In Brief
The Eloise Asylum in Westland, Michigan was once a self-contained city of 10,000 patients. Investigators keep catching what shouldn't be there — a woman humming on an empty third floor, shadows that peek from doorways. Behind it sit 7,100 numbered graves.
The Full Story
The Eloise Asylum sits at 30712 Michigan Avenue in Westland, Michigan, in the old D Building, and the people who investigate it keep catching things they didn't hear at the time. On August 31, 2018, a recorder running on the empty third floor picked up a woman humming a song. The investigator standing there, alone, heard nothing. It was only on playback. The same floor that night gave up a second voice, twice asking "What's that?" — inaudible in the room, clear on the tape.

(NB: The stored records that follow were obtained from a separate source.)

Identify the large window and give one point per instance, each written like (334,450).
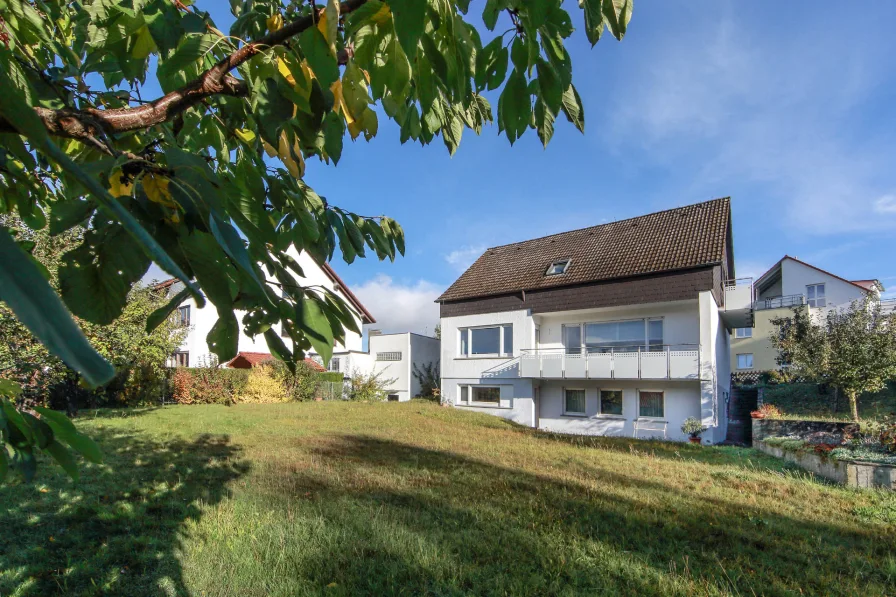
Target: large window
(610,402)
(815,295)
(620,336)
(651,405)
(487,341)
(574,402)
(472,395)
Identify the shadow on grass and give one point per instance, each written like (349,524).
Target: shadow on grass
(455,525)
(119,529)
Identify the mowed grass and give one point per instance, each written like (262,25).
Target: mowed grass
(415,499)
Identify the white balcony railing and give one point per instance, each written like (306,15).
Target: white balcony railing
(678,361)
(738,294)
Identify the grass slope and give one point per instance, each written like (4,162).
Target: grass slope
(411,499)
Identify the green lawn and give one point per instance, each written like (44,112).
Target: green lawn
(412,499)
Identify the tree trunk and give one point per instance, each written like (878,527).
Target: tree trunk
(854,404)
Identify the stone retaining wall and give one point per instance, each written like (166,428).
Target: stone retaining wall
(845,472)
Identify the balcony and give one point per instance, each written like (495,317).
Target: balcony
(737,310)
(780,302)
(679,361)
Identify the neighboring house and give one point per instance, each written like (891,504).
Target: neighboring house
(787,284)
(194,351)
(617,329)
(394,356)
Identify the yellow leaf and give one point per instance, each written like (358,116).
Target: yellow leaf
(119,188)
(156,189)
(275,22)
(284,70)
(144,45)
(328,24)
(245,135)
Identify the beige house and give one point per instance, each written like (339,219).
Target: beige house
(790,284)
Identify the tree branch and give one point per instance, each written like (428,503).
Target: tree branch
(90,123)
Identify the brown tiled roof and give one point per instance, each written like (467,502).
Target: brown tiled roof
(247,360)
(680,238)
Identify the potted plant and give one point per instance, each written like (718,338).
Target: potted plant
(693,427)
(767,411)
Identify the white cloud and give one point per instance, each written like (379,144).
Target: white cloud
(461,259)
(758,106)
(399,307)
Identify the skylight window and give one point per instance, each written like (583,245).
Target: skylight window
(558,267)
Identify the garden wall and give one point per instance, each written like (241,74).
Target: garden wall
(853,474)
(810,431)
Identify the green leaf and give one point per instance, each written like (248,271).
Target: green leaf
(312,320)
(68,213)
(224,336)
(617,13)
(64,458)
(317,52)
(573,108)
(15,419)
(14,104)
(410,19)
(64,429)
(272,112)
(190,49)
(156,318)
(35,304)
(594,19)
(4,463)
(549,85)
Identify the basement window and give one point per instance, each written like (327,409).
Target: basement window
(557,267)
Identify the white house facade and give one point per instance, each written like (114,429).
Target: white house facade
(620,329)
(394,357)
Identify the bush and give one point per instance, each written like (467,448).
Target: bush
(693,427)
(368,387)
(263,387)
(207,385)
(302,385)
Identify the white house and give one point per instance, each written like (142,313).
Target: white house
(618,329)
(394,356)
(195,352)
(791,283)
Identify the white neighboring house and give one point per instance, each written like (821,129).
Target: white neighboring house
(394,356)
(619,329)
(194,351)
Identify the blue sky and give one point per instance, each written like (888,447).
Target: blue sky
(785,107)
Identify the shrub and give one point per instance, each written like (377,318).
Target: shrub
(370,387)
(693,427)
(767,411)
(888,438)
(207,385)
(263,387)
(429,377)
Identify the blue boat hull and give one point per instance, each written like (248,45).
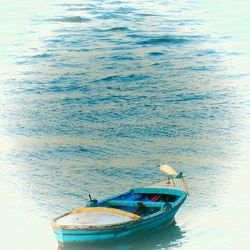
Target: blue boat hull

The building is the last big piece of something much larger. Eloise began in 1839 as a county poorhouse, 35 residents on a stretch of Nankin Township, and it was named in 1913 after a postmaster's young daughter, Eloise Dickerson Davock. By then it had stopped being a poorhouse and become a town. It grew into a self-sufficient complex of roughly 75 buildings across 902 acres, with its own fire and police departments, a post office, a power plant, a bakery, a working farm, even a railroad and a trolley. During the Great Depression it held around 10,000 people at once. It treated them with hydrotherapy, insulin shock, electroshock, radium, and lobotomy. The psychiatric division wound down across the late 1970s, and the last patients left in 1982.
The dead from that town went into the ground behind it. Roughly 7,100 people were buried in the Eloise potter's field between 1910 and 1948 — patients of the poorhouse, the psychiatric wards, the tuberculosis sanatorium — and almost none of them got a headstone. Just numbered concrete blocks. Volunteers have spent years matching numbers to names off death certificates and hospital ledgers, and they've documented about 6,158 of them on Find A Grave. The rest are still John and Jane Does. "We're hoping to help genealogists figure out what numbers match what names and where they're at," said Ryan Eberhart of the Westland Historic Village, who runs the effort.
Today the D Building runs historic tours through all five floors and the basement, and the investigators who work it call the place a kind of grail. A tour attendee once photographed a black silhouette sitting in a chair in an empty first-floor dining room. A volunteer in the basement industrial kitchen caught a white, misty figure beside a pillar, seeming to wear a collared shirt. The site manager says staff have caught photos of shadows in doorways — "some showing figures peeking out." After 1948, the burials behind the building simply stopped. The unclaimed bodies were sent to a medical school instead.